There’s a certain professor in England who is conducting a major campaign (with the help of a few friends) against the whole of complementary and alternative medicine in general and homeopathy in particular. His name is Edzard Ernst and it seems the thrust of his campaign is to tell us that he is an expert so we should trust what he has to say and distrust anyone who disagrees with him.
I could give you many examples of the kinds of statements he makes which I disagree with but let me just focus on one he recently made in “Health Service Journal” because I think this is really the key issue of the debate.
People must not confuse the perceived benefits of so-called alternative medicine with the medical facts.
……..consumers trying alternative therapies tend to be well educated and often perceive these treatments to be effective. Perception must, however, not be equated with fact.
What are “perceived benefits”? Well, they are when a patient says they feel better. And what’s a “medical fact”? That’s a bit harder to pin down. Generally a “fact” refers to something objective. In medicine, that tends to mean something which can be measured, something physical. That’s not the only way the term “medical fact” is used however. It’s also used when someone is actually referring to a probability. Experiments in medicine (known as clinical trials) produce results which are frequently presented as “facts”. However, they are actually statistical probabilities. It’s very odd to hear people divide treatments into two categories – proven and unproven (even more odd to describe treatments as either proven or disproven). The world just doesn’t fit into two simple boxes so easily!

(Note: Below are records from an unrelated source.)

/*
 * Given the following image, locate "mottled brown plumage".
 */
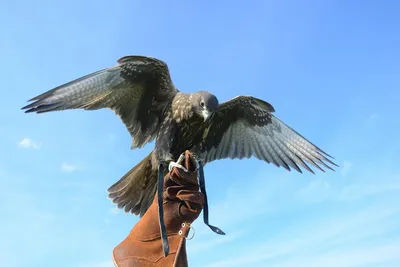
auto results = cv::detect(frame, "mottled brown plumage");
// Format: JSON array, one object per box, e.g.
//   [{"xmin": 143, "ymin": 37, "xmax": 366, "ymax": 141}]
[{"xmin": 23, "ymin": 56, "xmax": 335, "ymax": 216}]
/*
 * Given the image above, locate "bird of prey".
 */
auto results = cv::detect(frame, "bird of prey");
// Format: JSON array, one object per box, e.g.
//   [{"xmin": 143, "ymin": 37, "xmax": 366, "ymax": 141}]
[{"xmin": 22, "ymin": 56, "xmax": 337, "ymax": 225}]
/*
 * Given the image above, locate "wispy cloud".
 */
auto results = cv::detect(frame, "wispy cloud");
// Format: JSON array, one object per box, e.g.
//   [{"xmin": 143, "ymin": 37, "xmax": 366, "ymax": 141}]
[
  {"xmin": 340, "ymin": 161, "xmax": 353, "ymax": 177},
  {"xmin": 61, "ymin": 162, "xmax": 78, "ymax": 172},
  {"xmin": 78, "ymin": 261, "xmax": 114, "ymax": 267},
  {"xmin": 18, "ymin": 137, "xmax": 42, "ymax": 149},
  {"xmin": 203, "ymin": 199, "xmax": 400, "ymax": 267},
  {"xmin": 110, "ymin": 206, "xmax": 121, "ymax": 215}
]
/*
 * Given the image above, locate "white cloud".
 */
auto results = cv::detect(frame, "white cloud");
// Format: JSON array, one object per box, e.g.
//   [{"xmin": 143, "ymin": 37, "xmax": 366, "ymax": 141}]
[
  {"xmin": 206, "ymin": 199, "xmax": 400, "ymax": 267},
  {"xmin": 18, "ymin": 137, "xmax": 42, "ymax": 149},
  {"xmin": 61, "ymin": 162, "xmax": 78, "ymax": 172},
  {"xmin": 340, "ymin": 161, "xmax": 353, "ymax": 177},
  {"xmin": 369, "ymin": 113, "xmax": 379, "ymax": 120},
  {"xmin": 78, "ymin": 261, "xmax": 115, "ymax": 267}
]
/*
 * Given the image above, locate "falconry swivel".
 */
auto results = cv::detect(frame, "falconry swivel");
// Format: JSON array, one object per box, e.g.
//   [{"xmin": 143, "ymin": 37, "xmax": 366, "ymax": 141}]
[{"xmin": 23, "ymin": 56, "xmax": 337, "ymax": 254}]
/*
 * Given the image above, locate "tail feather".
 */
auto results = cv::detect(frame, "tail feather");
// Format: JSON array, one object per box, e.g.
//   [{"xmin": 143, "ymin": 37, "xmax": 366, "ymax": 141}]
[{"xmin": 107, "ymin": 152, "xmax": 162, "ymax": 217}]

When a patient comes to see me complaining of pain, or fatigue, or nausea, or dizziness, or breathlessness, or any of a whole range of symptoms, they are describing their personal, subjective experience. I cannot, no matter how hard I try, know another person’s pain. So, after receiving treatment, when the patient returns to say how he or she is now, then, when they say they have less pain, they have less pain. When they say they are less fatigued, they have less fatigue. When they say they have less nausea, they have less nausea. There is no way I can tell another person I know better than they do, what they are experiencing.

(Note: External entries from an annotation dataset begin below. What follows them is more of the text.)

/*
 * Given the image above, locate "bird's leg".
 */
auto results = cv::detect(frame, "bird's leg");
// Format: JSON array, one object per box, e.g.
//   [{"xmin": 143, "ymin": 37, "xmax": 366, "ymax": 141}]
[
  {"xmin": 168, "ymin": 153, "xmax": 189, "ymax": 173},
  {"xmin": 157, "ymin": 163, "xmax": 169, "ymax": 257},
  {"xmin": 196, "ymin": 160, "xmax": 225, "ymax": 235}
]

Some of these patients also have objective signs of disease (but not all of them do). Those who have objective signs of disease demonstrate a non-linear relationship between those signs and their symptoms. There is NO direct one-to-one, linear relationship between, say, pain, and the size of a lesion. The amount of pain may vary with the size of the lesion, but it may not. To tell a patient that you know better than they do whether or not they are improving because only you can measurement the difference is absurd. It’s even worse with the many, many patients whose symptoms are NOT related to lesions at all (those whose tests return only “normal” readings). How do you tell them that they are not really getting better when they say that they are? Which “medical facts” are you relying on?

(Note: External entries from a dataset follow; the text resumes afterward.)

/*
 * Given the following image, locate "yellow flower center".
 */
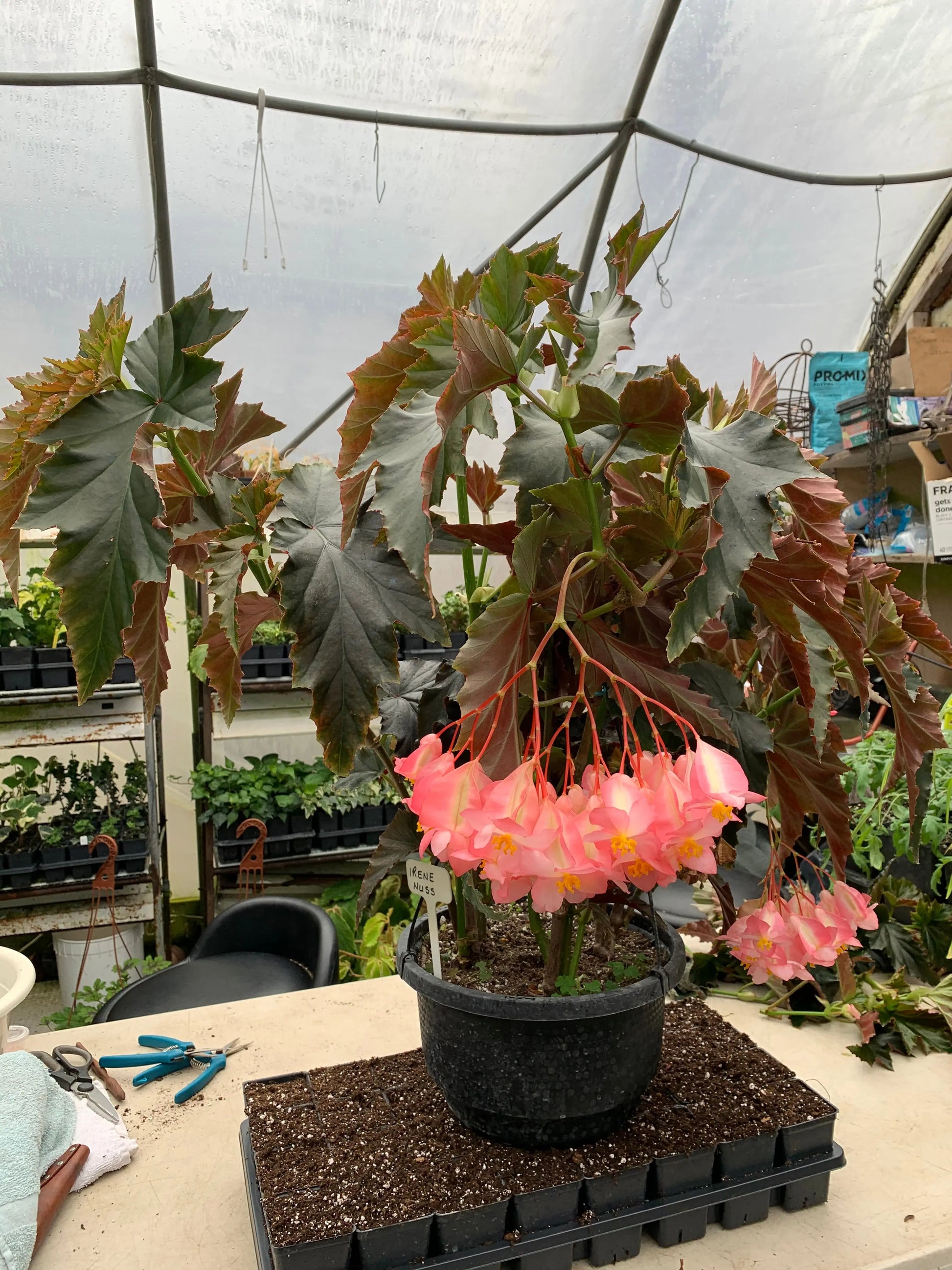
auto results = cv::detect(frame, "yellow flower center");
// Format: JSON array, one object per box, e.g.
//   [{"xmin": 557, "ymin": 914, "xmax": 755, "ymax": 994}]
[
  {"xmin": 612, "ymin": 833, "xmax": 638, "ymax": 856},
  {"xmin": 678, "ymin": 838, "xmax": 704, "ymax": 860}
]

Having dismissed patients’ “perceptions” of improvement, Ernst and others then go on to say that even if the patient really [according to the expert] is getting better, then it is most likely to either have happened anyway (without treatment), or be due to placebo. Actually, that is a problem for every single instance of treatment. It is impossible to distinguish, in an individual, whether or not an improvement would have happened anyway (self-healing), or is due to placebo (self-healing), or is due to specific effects of the treatment (which in the case of most holistic treatments is claimed to be due to stimulation of self-healing).
I disagree with Professor Ernst. I think that for every single patient I treat, their inner, personal, unique, individual, subjective experience should never be dismissed.